La négociatrice canadienne, Chrystia Freeland

Au Canada, les médias ont encensé la ministre Chrystia Freeland responsable des négociations. C’est un autre son de cloche que laisse entendre l’ex-ministre des Finances Bill Morneau dans son livre Where To From Here. A Path to Canadian Prosperity (ECW, 2023). Après avoir affirmé que si le Canada et les États-Unis « bénéficient de l’intégration de leurs économies, les Canadiens doivent se rappeler que d’aucune façon cela n’est un partenariat égalitaire ». Nous pouvons, poursuit-il, avoir des désaccords avec plusieurs politiques commerciales américaines, mais la meilleure attitude est de ne pas importuner les dirigeants américains. Puis, il raconte que c’est exactement ce qui s’est produit durant son mandat en citant une intervention de Chrystia Freeland.

Bil Morneau avait développé une excellente relation avec Steven Mnuchin, le Secrétaire au Trésor américain, au point d’avoir été invité à son mariage.
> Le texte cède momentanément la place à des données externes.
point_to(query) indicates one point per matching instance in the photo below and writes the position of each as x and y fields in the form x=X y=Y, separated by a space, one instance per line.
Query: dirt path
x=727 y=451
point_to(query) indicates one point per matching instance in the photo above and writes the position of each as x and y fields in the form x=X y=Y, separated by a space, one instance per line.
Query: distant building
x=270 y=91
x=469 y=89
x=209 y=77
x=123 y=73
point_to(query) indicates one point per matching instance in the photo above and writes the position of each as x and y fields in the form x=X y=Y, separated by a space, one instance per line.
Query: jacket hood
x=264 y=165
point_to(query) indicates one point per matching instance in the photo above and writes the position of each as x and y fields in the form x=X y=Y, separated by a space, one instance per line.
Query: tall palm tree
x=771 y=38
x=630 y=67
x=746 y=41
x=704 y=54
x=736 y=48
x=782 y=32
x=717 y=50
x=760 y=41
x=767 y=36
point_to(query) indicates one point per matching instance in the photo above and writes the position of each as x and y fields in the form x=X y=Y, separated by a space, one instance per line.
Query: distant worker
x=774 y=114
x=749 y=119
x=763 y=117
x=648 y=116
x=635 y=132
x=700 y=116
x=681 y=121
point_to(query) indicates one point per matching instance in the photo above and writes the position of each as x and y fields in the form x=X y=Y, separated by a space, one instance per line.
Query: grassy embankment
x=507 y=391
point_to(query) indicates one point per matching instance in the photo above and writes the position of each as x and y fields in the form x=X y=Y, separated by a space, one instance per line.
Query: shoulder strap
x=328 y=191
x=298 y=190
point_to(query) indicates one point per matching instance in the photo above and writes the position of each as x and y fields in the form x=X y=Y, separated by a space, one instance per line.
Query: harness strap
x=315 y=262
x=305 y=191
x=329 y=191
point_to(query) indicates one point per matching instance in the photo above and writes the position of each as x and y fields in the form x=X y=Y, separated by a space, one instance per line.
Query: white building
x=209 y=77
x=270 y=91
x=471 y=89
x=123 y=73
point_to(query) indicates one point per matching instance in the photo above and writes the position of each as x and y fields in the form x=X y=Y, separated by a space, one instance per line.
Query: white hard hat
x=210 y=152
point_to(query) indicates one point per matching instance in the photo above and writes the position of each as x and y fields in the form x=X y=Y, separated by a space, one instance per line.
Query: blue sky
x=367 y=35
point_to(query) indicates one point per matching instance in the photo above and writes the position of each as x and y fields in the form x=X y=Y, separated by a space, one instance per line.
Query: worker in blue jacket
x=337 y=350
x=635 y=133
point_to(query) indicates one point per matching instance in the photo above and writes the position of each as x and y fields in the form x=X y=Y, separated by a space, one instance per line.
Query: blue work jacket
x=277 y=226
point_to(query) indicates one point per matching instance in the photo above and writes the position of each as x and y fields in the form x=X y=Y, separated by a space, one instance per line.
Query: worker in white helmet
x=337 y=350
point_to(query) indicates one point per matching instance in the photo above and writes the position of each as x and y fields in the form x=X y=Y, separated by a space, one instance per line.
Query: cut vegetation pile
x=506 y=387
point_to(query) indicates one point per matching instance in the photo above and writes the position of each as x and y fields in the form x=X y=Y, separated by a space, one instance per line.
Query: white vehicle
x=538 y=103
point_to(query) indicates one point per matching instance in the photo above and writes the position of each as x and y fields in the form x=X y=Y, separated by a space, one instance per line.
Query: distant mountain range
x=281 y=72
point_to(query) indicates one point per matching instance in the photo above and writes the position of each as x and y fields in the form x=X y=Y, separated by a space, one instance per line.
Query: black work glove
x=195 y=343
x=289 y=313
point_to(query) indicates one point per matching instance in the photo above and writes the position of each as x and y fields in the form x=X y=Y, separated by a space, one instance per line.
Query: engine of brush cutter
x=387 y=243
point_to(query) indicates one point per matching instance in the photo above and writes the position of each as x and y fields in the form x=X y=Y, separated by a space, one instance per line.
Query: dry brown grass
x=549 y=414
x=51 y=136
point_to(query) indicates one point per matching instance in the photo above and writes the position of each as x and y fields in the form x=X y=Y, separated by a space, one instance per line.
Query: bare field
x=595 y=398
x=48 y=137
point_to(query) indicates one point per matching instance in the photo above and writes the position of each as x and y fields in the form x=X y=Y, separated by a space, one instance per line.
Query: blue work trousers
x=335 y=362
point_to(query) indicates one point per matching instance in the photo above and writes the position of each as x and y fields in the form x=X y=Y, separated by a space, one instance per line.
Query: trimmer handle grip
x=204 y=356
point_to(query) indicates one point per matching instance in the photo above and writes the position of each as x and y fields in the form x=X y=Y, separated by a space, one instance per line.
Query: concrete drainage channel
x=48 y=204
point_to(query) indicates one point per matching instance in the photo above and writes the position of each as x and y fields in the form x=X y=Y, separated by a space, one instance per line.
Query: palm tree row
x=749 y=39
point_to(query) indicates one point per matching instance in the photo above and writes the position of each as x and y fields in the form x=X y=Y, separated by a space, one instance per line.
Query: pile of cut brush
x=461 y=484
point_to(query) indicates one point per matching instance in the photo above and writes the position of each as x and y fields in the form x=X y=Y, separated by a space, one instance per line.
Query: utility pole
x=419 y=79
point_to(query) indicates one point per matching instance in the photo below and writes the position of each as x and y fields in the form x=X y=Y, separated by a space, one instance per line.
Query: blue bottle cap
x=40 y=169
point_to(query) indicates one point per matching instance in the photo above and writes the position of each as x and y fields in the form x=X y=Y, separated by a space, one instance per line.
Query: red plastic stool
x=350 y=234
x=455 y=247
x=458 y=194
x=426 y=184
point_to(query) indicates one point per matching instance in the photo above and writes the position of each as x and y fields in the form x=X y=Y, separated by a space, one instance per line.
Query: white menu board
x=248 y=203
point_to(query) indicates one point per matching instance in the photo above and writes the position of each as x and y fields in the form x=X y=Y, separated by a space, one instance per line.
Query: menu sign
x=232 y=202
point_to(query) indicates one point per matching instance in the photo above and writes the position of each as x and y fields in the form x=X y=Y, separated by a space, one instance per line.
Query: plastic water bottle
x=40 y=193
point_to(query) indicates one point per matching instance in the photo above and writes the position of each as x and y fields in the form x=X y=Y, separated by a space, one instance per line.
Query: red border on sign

Mais cette amitié a été rudement mise à l’épreuve lors de la renégociation de l’ALENA. Il cite un discours de Chrystia Freeland, alors ministre des Affaires étrangères, en juin 2018, lors de la réception du prix « Diplomat of the Year » de la revue Foreign Policy. Exaspérée par l’imposition de tarifs douaniers sur l’acier et l’aluminium canadiens, elle a alors déclaré : « Vous pouvez croire aujourd’hui que votre importance vous permet de marcher main dans la main avec vos adversaires traditionnels et être assurés de gagner, mais, si l’histoire nous enseigne quelque chose, c’est qu’aucune nation n’est éternelle. »

Quelques jours après ce discours, Morneau reçoit un appel d’un Mnuchin irrité. « Comment vous sentiriez-vous si j’étais honoré par de gens qui s’opposent à votre gouvernement, que j’irais à Ottawa pour recevoir ce prix et que je prononcerais un discours qui vous critiquerait vous et votre gouvernement, et qu’après coup je retournerais à Washington sans vous en avoir parlé? Est-ce que vous pensez que notre relation serait la même? »

Dans son livre, Lightizer couvre d’éloges Chrystia Freeland et va jusqu’à affirmer qu’il la voit comme future première ministre du Canada. Il mentionne discrètement au passage qu’il lui a arraché une clause majeure qui assure un droit de veto des États-Unis sur tout accord de libre-échange du Canada avec un pays non démocratique (lire : la Chine). Parions qu’il serait heureux de la retrouver à la table des négociations advenant une renégociation de l’Accord à la suite de la réélection de Trump.